The Financial Action Task Force (FATF) has published new recommendations for greater regulation of cryptocurrencies, Gizmodo reports. FATF is a global anti-money laundering watchdog, which was created in 1989 to support financial crime regulation on an international scale.

FATF has no legal powers, but it is an influential policy-making body, with knowledge and insight into the legislative and regulatory workings of its members and associates. It has developed a set of FATF Standards, which aim to promote a coordinated global response to prevent organized crime, corruption, and terrorism.

FATF recently published updated guidance about the regulation of the virtual asset sector. As this is such a fast-moving sector that makes highly sophisticated use of technology, it is no surprise that monitoring and regulation present a significant challenge.

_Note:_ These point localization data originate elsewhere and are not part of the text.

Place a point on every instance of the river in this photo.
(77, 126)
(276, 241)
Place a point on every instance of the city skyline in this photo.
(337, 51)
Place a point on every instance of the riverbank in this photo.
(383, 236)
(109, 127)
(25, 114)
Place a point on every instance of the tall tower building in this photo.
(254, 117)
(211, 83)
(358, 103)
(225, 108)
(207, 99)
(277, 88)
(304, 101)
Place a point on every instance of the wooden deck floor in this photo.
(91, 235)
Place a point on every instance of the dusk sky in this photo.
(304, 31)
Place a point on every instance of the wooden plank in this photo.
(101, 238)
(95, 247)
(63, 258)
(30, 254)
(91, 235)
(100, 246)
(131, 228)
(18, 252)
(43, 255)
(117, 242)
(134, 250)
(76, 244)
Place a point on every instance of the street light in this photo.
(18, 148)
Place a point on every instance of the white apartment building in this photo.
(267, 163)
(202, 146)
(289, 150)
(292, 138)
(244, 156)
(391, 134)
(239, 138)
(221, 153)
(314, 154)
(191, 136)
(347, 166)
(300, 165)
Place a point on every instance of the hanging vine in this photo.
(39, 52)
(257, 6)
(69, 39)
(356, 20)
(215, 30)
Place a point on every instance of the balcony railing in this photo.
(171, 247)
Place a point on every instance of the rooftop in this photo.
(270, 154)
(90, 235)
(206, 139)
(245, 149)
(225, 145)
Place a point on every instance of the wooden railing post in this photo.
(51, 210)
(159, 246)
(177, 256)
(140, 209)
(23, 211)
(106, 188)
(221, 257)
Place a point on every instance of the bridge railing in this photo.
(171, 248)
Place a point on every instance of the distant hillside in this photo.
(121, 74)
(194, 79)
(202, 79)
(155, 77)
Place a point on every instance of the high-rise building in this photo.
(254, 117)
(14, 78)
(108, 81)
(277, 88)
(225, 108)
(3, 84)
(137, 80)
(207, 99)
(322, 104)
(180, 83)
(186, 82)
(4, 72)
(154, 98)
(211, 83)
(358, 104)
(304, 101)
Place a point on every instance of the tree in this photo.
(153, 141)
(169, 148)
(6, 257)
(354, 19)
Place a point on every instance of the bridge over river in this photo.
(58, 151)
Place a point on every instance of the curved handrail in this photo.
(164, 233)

Because the technology has developed at such a swift pace, the darker corners of the cryptocurrency markets have become a hotbed for fraudulent activity. The recent spate of ransomware attacks, for example, usually request that the victim pays the cybercriminal in a virtual currency, which is more difficult to trace.

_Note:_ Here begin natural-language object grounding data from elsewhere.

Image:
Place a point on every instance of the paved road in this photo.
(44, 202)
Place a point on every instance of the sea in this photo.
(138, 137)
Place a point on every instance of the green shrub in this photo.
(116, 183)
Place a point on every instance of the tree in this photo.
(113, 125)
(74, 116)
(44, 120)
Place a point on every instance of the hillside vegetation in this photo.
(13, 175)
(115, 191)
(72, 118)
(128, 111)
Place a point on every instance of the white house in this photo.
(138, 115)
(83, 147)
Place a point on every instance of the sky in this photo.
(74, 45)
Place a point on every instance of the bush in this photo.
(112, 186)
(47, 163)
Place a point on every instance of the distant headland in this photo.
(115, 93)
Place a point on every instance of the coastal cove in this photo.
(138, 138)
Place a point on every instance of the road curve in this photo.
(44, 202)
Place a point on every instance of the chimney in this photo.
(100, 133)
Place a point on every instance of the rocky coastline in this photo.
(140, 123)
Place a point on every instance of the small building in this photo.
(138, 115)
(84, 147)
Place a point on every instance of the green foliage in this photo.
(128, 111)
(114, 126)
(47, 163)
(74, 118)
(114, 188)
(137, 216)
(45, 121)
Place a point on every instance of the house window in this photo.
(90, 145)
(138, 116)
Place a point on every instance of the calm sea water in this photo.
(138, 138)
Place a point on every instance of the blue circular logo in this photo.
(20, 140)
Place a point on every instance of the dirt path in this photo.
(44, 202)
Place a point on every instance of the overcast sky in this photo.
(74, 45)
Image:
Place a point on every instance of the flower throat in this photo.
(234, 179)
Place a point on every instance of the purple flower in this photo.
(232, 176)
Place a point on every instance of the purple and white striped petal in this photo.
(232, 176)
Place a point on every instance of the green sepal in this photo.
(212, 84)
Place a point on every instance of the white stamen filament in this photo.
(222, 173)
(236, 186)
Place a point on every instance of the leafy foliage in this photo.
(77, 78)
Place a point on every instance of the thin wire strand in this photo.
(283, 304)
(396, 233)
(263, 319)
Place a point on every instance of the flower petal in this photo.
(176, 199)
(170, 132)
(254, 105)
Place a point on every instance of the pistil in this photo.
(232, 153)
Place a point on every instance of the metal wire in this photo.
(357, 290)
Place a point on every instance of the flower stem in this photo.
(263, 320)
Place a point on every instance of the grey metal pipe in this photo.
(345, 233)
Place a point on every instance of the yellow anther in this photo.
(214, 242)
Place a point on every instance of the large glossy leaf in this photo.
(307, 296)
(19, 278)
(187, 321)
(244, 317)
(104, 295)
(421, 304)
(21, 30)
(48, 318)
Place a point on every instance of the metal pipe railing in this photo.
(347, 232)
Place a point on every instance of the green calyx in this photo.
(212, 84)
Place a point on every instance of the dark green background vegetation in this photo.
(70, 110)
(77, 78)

Unsurprisingly, the new FATF recommendations are seeking to bring the virtual asset industry in line with the existing regulatory framework for banks and other financial institutions. It calls for more stringent measures to verify the identity of users and promote the regular reporting of suspicious activity to regulators.

The report notes: “The majority of VA-related [virtual asset] offenses highlighted in the report focused on a predicate or ML [money laundering] offenses, but, criminals also made use of VAs to evade financial sanctions and to raise funds to support terrorism.”

It continues: “The types of offenses reported by jurisdictions include ML, the sale of controlled substances and other illegal items (including firearms), fraud, tax evasion, computer crimes (e.g. cyberattacks resulting in thefts and ransomware), child exploitation, human trafficking, sanctions evasion, and TF [terrorist financing].”

While the report makes a case for urgent reform to prevent more funds from flowing into the hands of terrorists and organized crime gangs, it acknowledges that some changes cannot take effect immediately. FATF recommends that regulators show some level of flexibility during the initial rollout, to allow for real-world issues.

The reality is that virtual asset firms will need time to ‘retrofit’ the necessary compliance tools in their systems. As a sector that’s focused solely on innovation and development for the last 10 years, it has yet to be discovered how quickly they are able to adapt to an organized regulatory framework.

One prediction is that once the sector has shed its murky underbelly, it will quickly become more mainstream, and somewhat ironically, traditional banks and financial institutions may start to enter the cryptocurrency market.

The biggest challenge is perhaps the monitoring of travel between ‘unhosted wallets’ or ‘non-custodial wallets’ and the sharing of user data securely. These are considered higher-risk transactions and should be subject to more rigorous scrutiny and restrictions, the report suggests.